Well, this one is just rolling and rolling.
Starting in the summer of 2018 some enterprising scammer decided that the vast number of password exposures can be used for a new purpose – directly blackmailing the account holders.
These exposures quite often list both the email address and password for some service or other. Perhaps it’s an email service, perhaps an online shop, perhaps some university, perhaps a fan forum – could be any online service. Hundreds of millions of account credentials have been exposed in this manner.
The blackmail email starts with this information, the email address and password that have been exposed. The subject line often includes both the username and password.
Of course, with most emails the first advice is check the sender. Alas, with a thoroughly vicious email like this one the sender is irrelevant.
You won’t know the sender and the email address with be a consumable / disposable one.
Then we get the blackmail.
Right from the beginning I will tell you there is no such malware installed on any of your computers or mobiles. Therefore the video mentioned could not possibly have been made.
For the vast majority of people this is scary fraudulent- indeed as many people would never be on pornographic websites there would be little fear in this statement.
The problem is that the password mentioned is one the recipient recognises. They have used this password. That is really the point here and why the email is so scary. But we’ll come to that later.
The next section lays out a threat if you ignore this email.
If, as I have stated, no such video could possibly exist this is a hoax, completely without merit of any kind.

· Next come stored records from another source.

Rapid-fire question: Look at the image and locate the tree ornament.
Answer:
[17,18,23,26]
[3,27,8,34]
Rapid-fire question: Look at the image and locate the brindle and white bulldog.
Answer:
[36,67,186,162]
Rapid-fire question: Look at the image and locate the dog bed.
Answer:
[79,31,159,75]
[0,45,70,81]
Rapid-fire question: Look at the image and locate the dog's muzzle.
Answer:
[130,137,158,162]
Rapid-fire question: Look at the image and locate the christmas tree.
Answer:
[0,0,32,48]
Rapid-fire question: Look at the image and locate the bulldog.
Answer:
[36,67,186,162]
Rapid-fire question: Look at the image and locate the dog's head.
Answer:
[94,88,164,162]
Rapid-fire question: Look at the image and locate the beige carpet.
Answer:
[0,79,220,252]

Next we come to the blackmail.
Well, in this case a sum of money is required for the sender to delete the offending video. Well, as I have said, the video does not exist so why would you pay to have it deleted? Also, standard advice is to never pay ransoms of this nature. Each person that pays up proves to the attackers that the method is profitable. Also, you have absolutely no guarantee that the sender will delete the email, or (if the threat was real) that they have not accessed other information or left further malware on the system. I reiterate though, no such malware or intrusion has taken place – it is a hoax.
So we’ve decided not to pay. So the sender tries to change our mind.
As I said the email is disposed so tracing it back to a person would be hard. Whether the sum requested is small or large, you’re give a deadline to add to the threat.
Then they repeat the threat with a bit more detail. This is utter nonsense the video is nonexistent!
Alas, the email cannot be entirely ignored. The password is one the recipient recognises.
So my advice is as follows:
- NEVER pay the ransom
- Change ALL your passwords
- This includes both personal and business websites and online services (people have a habit of using the same passwords all over the place)
- Use a DIFFERENT password on all services and websites (NEVER reuse passwords)
- Where available, ALWAYS enable multi-factor authentication (MFA)
- DO NOT link personal services / websites to your corporate email account or vice versa
- Linking business and personal services places both at risk when there is a breach
- You may lose control of personal services if you leave the company
- NEVER reveal Amy of your passwords to ANYONE – including colleagues and IT Support
- You can CHECK if your email address is listed in any data breaches with services like Troy Hunt‘s HaveIBeenPwned.
And just to say once one; although the email is horrible it is in and of itself a hoax. No video if you had been made, no malware installed on your computer. You should, however change your passwords as advised.